Wholesale sales continued expanding YoY in February 2011. Yet the US Census claims sales contracted 0.8% using their seasonal adjustment methodology. Highlights from today’s data report:
Sales. The U.S. Census Bureau announced today that February 2011 sales of merchant wholesalers, except manufacturers’ sales branches and offices, after adjustment for seasonal variations and trading-day differences but not for price changes, were $379.0 billion, down 0.8 percent (+/- 0.7%) from the revised January level, but were up 13.7 percent (+/-1.4%) from the February 2010 level. The January preliminary estimate was
revised downward $0.7 billion or 0.2 percent. February sales of durable goods were down 1.2 percent (+/-1.2%)* from last month, but were up 12.5 percent (+/-1.9%) from a year ago. Compared to last month, sales of furniture and home furnishings were down 4.1 percent and sales of electrical and electronic goods were down 2.6 percent. Sales of nondurable goods were down 0.4 percent (+/-0.7%)* from last month, but were up 14.7 percent (+/- 1.6%) from last year. Sales of farm product raw materials were down 3.5 percent from last month, while sales of grocery and related products were up 3.5 percent.

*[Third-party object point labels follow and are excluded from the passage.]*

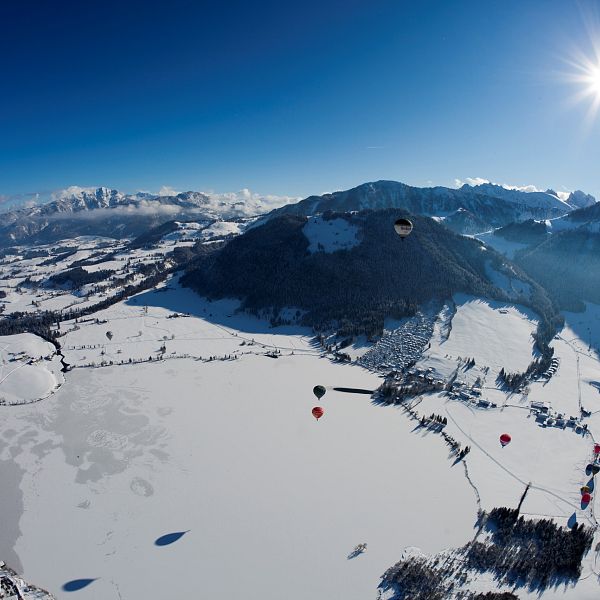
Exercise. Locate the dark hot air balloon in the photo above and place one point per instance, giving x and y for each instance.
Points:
(403, 227)
(318, 412)
(77, 584)
(319, 391)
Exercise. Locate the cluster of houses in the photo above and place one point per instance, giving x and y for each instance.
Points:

Inventories. Total inventories of merchant wholesalers, except manufacturers’ sales branches and offices, after adjustment for seasonal variations but not for price changes, were $438.0 billion at the end of February, up 1.0 percent (+/-0.2%) from the revised January level and were up 12.7 percent (+/-1.2%) from a year ago. The January preliminary estimate was revised downward $0.1 billion. End-of-month inventories of durable goods were up 0.6 percent (+/-0.4%) from last month and were up 9.5 percent (+/-1.4%) from last February. Inventories of metals and minerals, except petroleum were up 2.8 percent and inventories of hardware, and plumbing and heating equipment and supplies were up 1.5 percent from last month. End-of-month inventories of nondurable goods increased 1.5 percent (+/-0.4%) from January and were up 17.3 percent (+/-2.3%) compared to February. Inventories of petroleum and petroleum products were up 9.3 percent from last month.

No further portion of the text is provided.